Design for Manufacturing: Sheet Metal Bending Maximums

This rule provides instruction on maximum bend angles associated with stamping operations.

Each time a part is bent, it requires tooling to do so. The processes where bending is accomplished such that a particular angle must be greater than 90 degrees is called over-bending. Unfortunately, over-bending is not a desirable trait for a part to have. Over-bending significantly complicates the required tooling as at least two bending operations will be required. Generally, this is accomplished by first bending the part to 90 degrees then bending to the remainder of the way in a separate operation.

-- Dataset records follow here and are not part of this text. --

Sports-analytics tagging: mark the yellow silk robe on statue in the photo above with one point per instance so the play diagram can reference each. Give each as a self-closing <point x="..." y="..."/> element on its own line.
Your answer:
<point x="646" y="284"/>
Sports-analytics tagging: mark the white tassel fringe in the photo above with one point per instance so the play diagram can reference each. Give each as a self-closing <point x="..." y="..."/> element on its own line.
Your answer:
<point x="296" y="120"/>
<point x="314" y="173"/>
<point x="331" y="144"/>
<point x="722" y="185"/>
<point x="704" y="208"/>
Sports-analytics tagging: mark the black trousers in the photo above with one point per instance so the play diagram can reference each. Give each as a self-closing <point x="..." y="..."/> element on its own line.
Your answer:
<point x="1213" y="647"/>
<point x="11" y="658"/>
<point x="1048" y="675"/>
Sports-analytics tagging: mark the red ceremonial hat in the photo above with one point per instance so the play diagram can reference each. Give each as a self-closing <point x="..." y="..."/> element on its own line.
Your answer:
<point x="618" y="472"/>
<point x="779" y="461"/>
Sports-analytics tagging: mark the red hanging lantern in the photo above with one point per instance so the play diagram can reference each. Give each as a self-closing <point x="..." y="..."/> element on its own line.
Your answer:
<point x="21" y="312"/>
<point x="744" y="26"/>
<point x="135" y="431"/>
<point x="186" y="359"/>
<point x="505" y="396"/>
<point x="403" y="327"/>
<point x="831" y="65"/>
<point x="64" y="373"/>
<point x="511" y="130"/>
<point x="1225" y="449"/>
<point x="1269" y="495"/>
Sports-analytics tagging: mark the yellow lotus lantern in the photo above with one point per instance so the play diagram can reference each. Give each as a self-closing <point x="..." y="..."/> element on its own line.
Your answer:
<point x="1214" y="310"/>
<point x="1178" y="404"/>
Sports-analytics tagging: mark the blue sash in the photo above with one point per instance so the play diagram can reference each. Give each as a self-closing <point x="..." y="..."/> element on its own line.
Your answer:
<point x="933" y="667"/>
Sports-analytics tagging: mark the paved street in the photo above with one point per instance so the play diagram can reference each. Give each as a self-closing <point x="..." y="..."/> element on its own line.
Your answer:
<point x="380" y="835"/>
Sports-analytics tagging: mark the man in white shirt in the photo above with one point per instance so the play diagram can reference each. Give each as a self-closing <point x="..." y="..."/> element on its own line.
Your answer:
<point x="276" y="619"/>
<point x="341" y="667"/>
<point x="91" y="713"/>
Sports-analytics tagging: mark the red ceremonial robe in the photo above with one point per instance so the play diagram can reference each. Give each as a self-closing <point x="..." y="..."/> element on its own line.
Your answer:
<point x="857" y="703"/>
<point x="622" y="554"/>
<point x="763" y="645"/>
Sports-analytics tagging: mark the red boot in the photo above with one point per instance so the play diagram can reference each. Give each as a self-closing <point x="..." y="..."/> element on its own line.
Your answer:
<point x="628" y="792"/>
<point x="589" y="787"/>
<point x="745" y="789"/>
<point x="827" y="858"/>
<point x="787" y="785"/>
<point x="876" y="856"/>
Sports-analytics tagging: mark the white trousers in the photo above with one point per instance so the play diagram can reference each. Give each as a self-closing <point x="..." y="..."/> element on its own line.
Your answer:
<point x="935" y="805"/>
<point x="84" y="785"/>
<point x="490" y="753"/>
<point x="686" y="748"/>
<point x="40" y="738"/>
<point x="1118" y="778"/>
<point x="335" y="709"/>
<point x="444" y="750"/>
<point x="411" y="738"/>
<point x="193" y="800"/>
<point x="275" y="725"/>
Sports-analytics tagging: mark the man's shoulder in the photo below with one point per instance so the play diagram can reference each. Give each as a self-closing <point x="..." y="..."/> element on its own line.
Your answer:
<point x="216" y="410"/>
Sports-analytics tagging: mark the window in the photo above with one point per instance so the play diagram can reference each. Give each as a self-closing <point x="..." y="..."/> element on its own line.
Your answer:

Some commercial options are available that can accomplish this in a single operation; however, they are proprietary and must be individually licensed. These methods typically involve special rocker arms and roller assemblies which allow the part to be manipulated while being pressed.

If

(a) While designing a product which will utilize sheet metal…
(b) If bending operations are to be performed

Then

(a) Avoiding bend angles of over 90 degrees should be prioritized whenever possible
(b) If bend angles of over 90 degrees are required, multiple bending operations will be necessary
(c) The first bending operation is called the pre-bend and should allow for spring-back considerations

By following this rule, product designers will require less costly tooling in order to produce sheet metal parts which incorporate bending operations. Flow time will also be reduced as fewer operations are required if there are no bends greater than 90 degrees in the final product.